You don't understand. I have to drive to ElRito from here. K have a wife and two daughters and 2 houses on the same street! You have no idea what will happen to me."
"Oh I have a strange idea what will happen to you. Because I'm psychic".
"No, you're psycho no let me out of this or I'll make your life hell"
"You already did," I said. The constant calling. "The soft girly goo goo talk..'im feeling naughty tonight and I want you to spank mommy's girl downstairs' crap. Puleez. I don't care if you are 6'5 Hispanic, 300 lbs. Drives a late model Dodge Magnum white and a late model (2012 then) Dodge Ram pickup navy blue.

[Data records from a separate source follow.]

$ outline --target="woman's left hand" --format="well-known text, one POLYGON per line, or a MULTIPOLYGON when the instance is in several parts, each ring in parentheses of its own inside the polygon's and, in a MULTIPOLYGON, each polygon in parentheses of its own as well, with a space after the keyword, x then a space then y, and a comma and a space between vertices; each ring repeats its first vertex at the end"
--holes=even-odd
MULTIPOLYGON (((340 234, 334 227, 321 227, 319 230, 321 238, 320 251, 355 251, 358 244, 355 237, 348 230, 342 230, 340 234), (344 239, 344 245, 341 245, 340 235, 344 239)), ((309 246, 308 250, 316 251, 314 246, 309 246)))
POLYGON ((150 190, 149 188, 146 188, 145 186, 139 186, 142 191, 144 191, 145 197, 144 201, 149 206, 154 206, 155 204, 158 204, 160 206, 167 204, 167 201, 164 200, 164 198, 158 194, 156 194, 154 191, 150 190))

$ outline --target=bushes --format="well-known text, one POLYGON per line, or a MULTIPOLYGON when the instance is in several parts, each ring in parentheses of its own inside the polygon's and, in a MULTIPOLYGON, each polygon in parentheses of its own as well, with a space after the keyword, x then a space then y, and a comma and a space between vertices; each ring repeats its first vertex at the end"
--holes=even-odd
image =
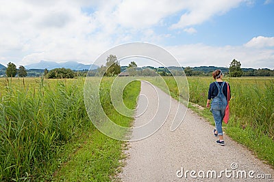
POLYGON ((49 71, 47 74, 48 78, 73 78, 75 73, 71 69, 55 68, 49 71))

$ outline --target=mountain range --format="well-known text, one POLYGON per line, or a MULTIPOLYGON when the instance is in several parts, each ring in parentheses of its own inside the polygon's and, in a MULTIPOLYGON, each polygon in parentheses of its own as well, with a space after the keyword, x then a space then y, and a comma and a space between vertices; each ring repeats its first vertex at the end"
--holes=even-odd
POLYGON ((29 69, 44 70, 47 68, 49 70, 50 70, 54 68, 64 67, 64 68, 70 68, 73 70, 89 70, 90 68, 90 70, 97 69, 98 66, 95 65, 85 65, 82 63, 79 63, 76 61, 56 63, 53 61, 47 61, 41 60, 39 63, 27 65, 25 66, 25 67, 27 70, 29 69))

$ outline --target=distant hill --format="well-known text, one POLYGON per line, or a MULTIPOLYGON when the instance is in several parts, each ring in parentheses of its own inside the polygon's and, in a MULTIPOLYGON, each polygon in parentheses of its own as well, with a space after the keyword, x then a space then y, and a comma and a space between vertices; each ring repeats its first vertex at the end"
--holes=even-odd
POLYGON ((4 66, 3 65, 0 64, 0 70, 5 69, 5 66, 4 66))
MULTIPOLYGON (((49 70, 58 68, 58 67, 64 67, 69 68, 73 70, 89 70, 91 65, 84 65, 82 63, 79 63, 76 61, 67 61, 64 63, 55 63, 53 61, 40 61, 39 63, 29 64, 25 65, 25 67, 27 70, 29 69, 45 69, 47 68, 49 70)), ((92 65, 91 70, 97 69, 98 67, 97 65, 92 65)))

No means no. Then. And especially now. Because, everyone..as funny as this story is, sadly it is true and I need your help. I think I've provided you with enough background information that you can help me on this. If Gwyneth Paltro can do it in high heels, then Vikingo can do it in shit-kickers. And if you won't help me on this one like you haven't on others that I gave you crucial evidence on that you willfully ignored...perhaps I call in some oversight to babysit you and potty train you on doing what's right.

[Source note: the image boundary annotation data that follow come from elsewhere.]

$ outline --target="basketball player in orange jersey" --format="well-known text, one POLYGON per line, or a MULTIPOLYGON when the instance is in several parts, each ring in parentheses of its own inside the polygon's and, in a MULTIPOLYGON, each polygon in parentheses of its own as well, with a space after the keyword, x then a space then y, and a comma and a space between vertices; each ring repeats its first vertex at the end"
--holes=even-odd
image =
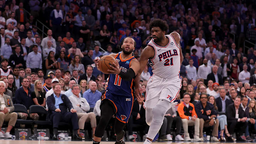
POLYGON ((153 38, 139 60, 140 69, 135 84, 137 97, 141 94, 139 85, 140 74, 148 61, 153 74, 146 88, 144 106, 146 121, 150 127, 144 144, 151 143, 161 128, 167 110, 180 102, 175 99, 181 88, 180 69, 183 60, 180 34, 172 32, 166 35, 168 26, 161 20, 154 20, 149 26, 153 38))
MULTIPOLYGON (((133 104, 133 82, 140 69, 139 63, 132 55, 136 42, 130 37, 124 38, 121 53, 110 54, 116 59, 117 64, 110 66, 108 85, 101 104, 101 119, 96 127, 93 144, 99 144, 106 127, 112 116, 116 114, 114 128, 116 134, 116 144, 124 144, 123 130, 130 117, 133 104)), ((98 66, 98 61, 96 63, 98 66)))

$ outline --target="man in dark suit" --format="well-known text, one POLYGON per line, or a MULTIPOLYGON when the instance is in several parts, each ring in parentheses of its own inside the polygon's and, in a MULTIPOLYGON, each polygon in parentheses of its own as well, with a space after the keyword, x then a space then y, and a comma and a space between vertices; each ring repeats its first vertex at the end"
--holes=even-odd
POLYGON ((92 75, 92 66, 91 65, 87 65, 85 68, 86 73, 82 74, 79 77, 79 79, 78 80, 78 83, 79 84, 80 82, 82 80, 85 80, 87 81, 87 83, 89 83, 90 80, 93 80, 95 81, 96 80, 96 78, 94 75, 92 75))
POLYGON ((225 113, 228 106, 232 102, 230 100, 227 98, 227 97, 226 96, 226 90, 225 89, 219 89, 219 92, 220 96, 216 99, 216 106, 218 108, 219 112, 225 113))
POLYGON ((60 85, 55 84, 53 89, 54 93, 47 98, 47 102, 48 110, 47 111, 48 118, 53 122, 53 139, 57 139, 58 128, 60 121, 71 122, 73 127, 73 139, 81 140, 78 134, 78 120, 76 110, 73 109, 72 103, 68 97, 60 94, 60 85), (68 108, 69 111, 67 109, 68 108))
POLYGON ((223 80, 222 78, 221 75, 218 74, 218 67, 216 65, 213 66, 212 72, 209 73, 207 75, 207 80, 208 81, 209 80, 212 80, 213 83, 217 82, 220 85, 223 85, 223 80))
POLYGON ((86 68, 88 65, 90 65, 94 63, 94 62, 91 58, 92 55, 93 55, 93 50, 92 49, 90 49, 88 51, 87 55, 82 58, 81 62, 84 64, 85 68, 86 68))
POLYGON ((226 114, 229 133, 231 134, 234 134, 235 129, 237 129, 238 130, 236 132, 238 133, 237 134, 236 134, 236 141, 245 142, 241 136, 245 132, 248 125, 248 122, 246 122, 247 118, 245 117, 245 112, 242 107, 240 106, 241 103, 241 97, 238 96, 236 98, 234 103, 228 106, 226 114))
POLYGON ((238 53, 238 50, 236 49, 236 45, 235 43, 232 43, 231 44, 231 49, 229 50, 230 55, 232 55, 233 58, 234 58, 238 53))

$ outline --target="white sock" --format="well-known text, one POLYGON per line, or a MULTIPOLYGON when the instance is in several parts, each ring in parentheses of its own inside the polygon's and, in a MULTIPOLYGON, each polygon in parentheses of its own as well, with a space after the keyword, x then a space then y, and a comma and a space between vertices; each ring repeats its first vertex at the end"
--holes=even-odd
POLYGON ((146 139, 143 144, 151 144, 151 143, 152 143, 152 142, 150 142, 150 141, 148 139, 146 139))

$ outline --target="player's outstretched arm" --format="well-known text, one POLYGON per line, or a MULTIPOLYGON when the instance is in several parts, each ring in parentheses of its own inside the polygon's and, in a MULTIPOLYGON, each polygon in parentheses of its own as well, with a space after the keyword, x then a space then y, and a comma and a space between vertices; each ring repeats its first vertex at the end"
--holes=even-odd
POLYGON ((181 62, 180 64, 181 65, 181 64, 183 61, 183 59, 184 59, 184 58, 183 58, 183 55, 182 53, 181 46, 180 45, 180 34, 179 34, 177 32, 172 32, 171 33, 170 33, 170 35, 172 35, 174 37, 175 42, 176 42, 176 43, 180 47, 180 54, 181 62))
POLYGON ((137 99, 139 99, 140 95, 142 95, 139 87, 140 74, 148 63, 148 60, 150 58, 154 58, 154 56, 155 49, 152 47, 148 46, 142 51, 139 59, 140 64, 139 70, 135 79, 135 96, 137 99))

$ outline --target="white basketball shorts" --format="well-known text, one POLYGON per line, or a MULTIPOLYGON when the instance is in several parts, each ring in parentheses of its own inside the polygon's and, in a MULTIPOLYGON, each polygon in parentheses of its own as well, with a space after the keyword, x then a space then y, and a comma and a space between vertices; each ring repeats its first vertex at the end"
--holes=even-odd
POLYGON ((160 99, 170 102, 174 101, 181 88, 182 80, 178 75, 167 79, 153 75, 148 82, 145 107, 153 108, 160 99))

Because I handed detective Allred my cell phone that Sargent Kathy Yardman heard blistering testimony involving cartel both inside and outside prison walls. From El Paso to Albuquerque. Mug shots and drops and quantities of cocaine. I was asked if I, myself, would want to HAVE and not buy, 1 to 1.5 kilos. He wanted me to step in so he could get him and his family out. You know what I told him? I told him I would strongly consider doing this on my own without APD or NMSP help because who needs them, anyways? I don't seem to have much bearing on their decision making. They never return my calls.
The only thing more dangerous than a genius is one that you turned your backs on. Just ask Jesus.
So I better get some answers real fast or I go in several directions with this. If I win you look stupid. If I get killed, you look stupid. You lose either way so it's either time to listen to what I have to say, or you will lose your chance, just like this Sargent up in Espanola. Remember who serves who, here and I serve the Lord. I can expect a phone call from you, Commander Yara, please..or I'll do this on my own.